The heaviest inflows to the lake come from the west meaning the water in that portion of the lake is the freshest and carries the least sulfates and other contaminants. Still, concerns for water quality in the Sheyenne limit outlet operations to about 200 days per year.
And operating the outlet is expensive.
“On the west end there are some major hills between the lake and the river,” Grafsgaard said. “The pumping station has to lift the water over 200 feet in two stages to allow the water to flow down into the Sheyenne.”
This means major energy costs to operate the four electric pumps — two with 2,000 horsepower and the two with 1,500 horsepower — in the system. Grafsgaard said electricity costs for pump operations are more than $10,000 per day.
Grafsgaard said he would like to see another outlet added to the middle portion of the lake. The water from that outlet would contain higher levels of sulfates than the western part of the lake but be lower than the sulfate levels from the east part of Devils Lake or Stump Lake.
“We need to balance flood control of Devils Lake with the water quality of the Sheyenne,” Grafsgaard said.
This causes concerns for a grassroots organization, Save the Sheyenne, which is headquartered in Valley City, N.D.
“Sounds like they want to balance their flood control with our water quality,” said William Moore, former biology professor at Valley City State University and president of Save the Sheyenne. “The trade-off is they’ve got bad water and they want to dump it off.”
Moore said his group is concerned not only with the quality but the quantity of the water.
“The river is flowing high right now,” he said. “The natural flow is about 500 cubic feet per second and they’re already dumping 250 cfs in. The river really can’t stand much more.”
And Moore said the sulfates are currently the easiest water quality issue to measure. He also said levels of mercury and arsenic are present in Devils Lake that are not found in the Sheyenne.
“The best way to measure the health of a river is the diversity of its species,” he said. “The Sheyenne is very healthy now. There should be absolutely no water from the East Bay of Devils Lake or Stump Lake going into the Sheyenne.”
Grafsgaard said there is a possibility of Devils Lake reaching a level where it naturally flows into the Sheyenne through Tolna Coulee. The level of Tolna Coulee is currently 1,458 feet above sea level with a current lake level of about 1,452 feet.

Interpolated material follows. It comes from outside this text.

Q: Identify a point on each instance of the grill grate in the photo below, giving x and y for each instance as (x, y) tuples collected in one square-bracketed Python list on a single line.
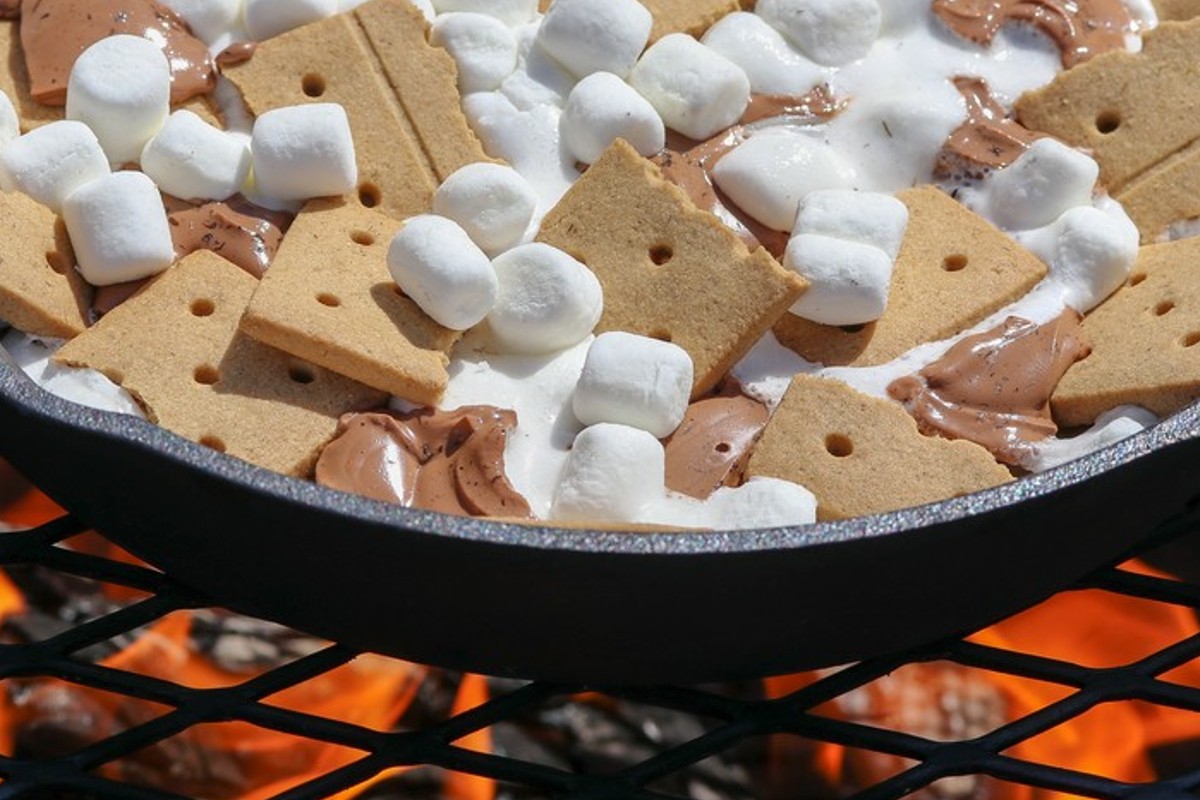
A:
[(733, 720)]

The city of Devils Lake recently purchased Tolna Coulee and was allowed to lower the land to the current level.
“We were allowed to lower the height of the land to the point where it was at statehood,” Grafsgaard said. “If the water starts moving through the coulee it could wash out and actually allow more water to move down into the coulee and ultimately the Sheyenne.”

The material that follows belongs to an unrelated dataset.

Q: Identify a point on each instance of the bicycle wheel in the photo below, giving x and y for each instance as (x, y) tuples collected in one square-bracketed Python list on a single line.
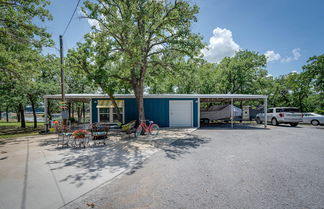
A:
[(138, 131), (154, 130)]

Moore said his committee does recognize the lake may overflow into the Sheyenne.
“Both the city of Valley City and Barnes County have gone on record as requesting the Corps of Engineers armor the coulee at a level of 1,458 feet,” he said.
One topic being discussed has more to do with semantics than the lake level: Is the situation at Devils Lake an emergency?
Todd Sando, head of the North Dakota Water Commission, said it will depend on any federal declaration if an emergency exists and what changes that means to the situation.
“Any emergency declaration will define what relaxation of the standards occurs,” he said. “I wouldn’t expect a complete elimination of water quality standards.”
Whatever the changes in water quality, Grafsgaard hopes it leads to pumping more water out of Devils Lake.
“If you can’t call a situation where we’ve spent $700 million protecting property and moved hundreds of homes and businesses and lost 140,000 acres of cropland an emergency, I don’t know what is,” Grafsgaard said.
Moore and Save the Sheyenne disagree.
“They want their cake and to eat it too,” Moore said. “The big issue is to keep them from declaring it an emergency. If the Federal government signs off on that, they could dump any amount of any quality of water anywhere they want.”
The Jamestown Sun and the Herald are both Forum Communications Co. newspapers.